At this point, we got Microsoft involved, and the first engineer we talked to had us reinstall Windows to a new directory, join as a member server, and promote to a domain controller, copying the AD from one of our other DCs. That worked fine until we rebooted after running DCPROMO. Same lsass error before a login screen, no joy on the DS restore password (which, by the way, we took great care to make we had correct). We're going a little nuts by now, of course. So we reinstalled Windows yet again, and this time, we got an lsass error on reboot before we ever promoted to a DC. So, the engineer concluded that the SAM database on every reinstall was getting corrupted, which was crapping out our passwords. So, he recommended that we reinstall long enough to get the data off the server (we had a backup from Thursday night, but there had been significant work and e-mail activity done on Friday before the power failure that we didn't want to lose). Since this is a RAID 5 server, he thought we should blow away the containers, rebuild them and reinstall W2K from scratch. He said we had either hardware failure or a nasty boot sector virus. If it was a virus, the rebuild and reformat would take care of it. If is was hardware, it would manifest itself again, and then we could the manufacturer involved.
Fine. But here's the weird part. Our own virus scanner (up-to-date signature files) had found nothing before the crash, and a run of trendmicro's housecall off the web revealed nothing either. Once we rebuilt the containers and started over, though, everything worked perfectly. No fuss, no muss. We got all the exchange data back on Sunday, had most of the important files copied over Sunday night, and were back up and running as an organization Monday. It's been perfect since. It's hard to explain, but the server just "feels" better now. Response time from clients seems to be better, the console to the server itself is more responsive.
So my question now is, what happened?
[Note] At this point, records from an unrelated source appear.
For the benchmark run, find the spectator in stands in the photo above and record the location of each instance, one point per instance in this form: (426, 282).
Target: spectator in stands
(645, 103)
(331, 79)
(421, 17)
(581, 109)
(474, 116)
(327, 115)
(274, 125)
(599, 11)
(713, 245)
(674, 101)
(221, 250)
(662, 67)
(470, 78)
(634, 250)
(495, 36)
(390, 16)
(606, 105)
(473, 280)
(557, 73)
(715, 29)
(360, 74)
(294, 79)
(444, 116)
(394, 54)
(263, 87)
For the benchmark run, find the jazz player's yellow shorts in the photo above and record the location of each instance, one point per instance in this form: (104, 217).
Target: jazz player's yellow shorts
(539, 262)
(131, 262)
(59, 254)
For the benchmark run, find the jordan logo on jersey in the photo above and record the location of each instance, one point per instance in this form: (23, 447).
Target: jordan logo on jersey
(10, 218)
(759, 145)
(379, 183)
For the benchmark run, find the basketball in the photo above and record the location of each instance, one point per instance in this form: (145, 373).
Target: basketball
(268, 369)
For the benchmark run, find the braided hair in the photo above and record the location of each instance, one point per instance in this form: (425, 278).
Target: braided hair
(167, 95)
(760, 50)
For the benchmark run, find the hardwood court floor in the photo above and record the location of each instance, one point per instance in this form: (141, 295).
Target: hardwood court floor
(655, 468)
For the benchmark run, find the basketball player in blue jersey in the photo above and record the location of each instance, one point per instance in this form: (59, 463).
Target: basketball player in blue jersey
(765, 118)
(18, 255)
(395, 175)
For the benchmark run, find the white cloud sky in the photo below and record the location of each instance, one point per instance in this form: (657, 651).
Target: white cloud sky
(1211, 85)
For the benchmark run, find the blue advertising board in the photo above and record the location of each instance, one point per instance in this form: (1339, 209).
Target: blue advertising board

I was under the impression that boot sector viruses could only be propogated via floppy, and we keep our servers in a locked room to which I only have a key. We run CA's eTrust virus scan and it never saw a thing. I really doubt that's what it was. But if it's hardware, am I just waiting for the other shoe to drop now, or could there have been some sort of hiccup in the initial build of the containers 19 months ago that just deteriorated over time? If anyone has seen a similar problem, I'd love to hear their thoughts. Me: We need a better backup system.
My boss's boss: Backup? We don't need no stinkin' backup!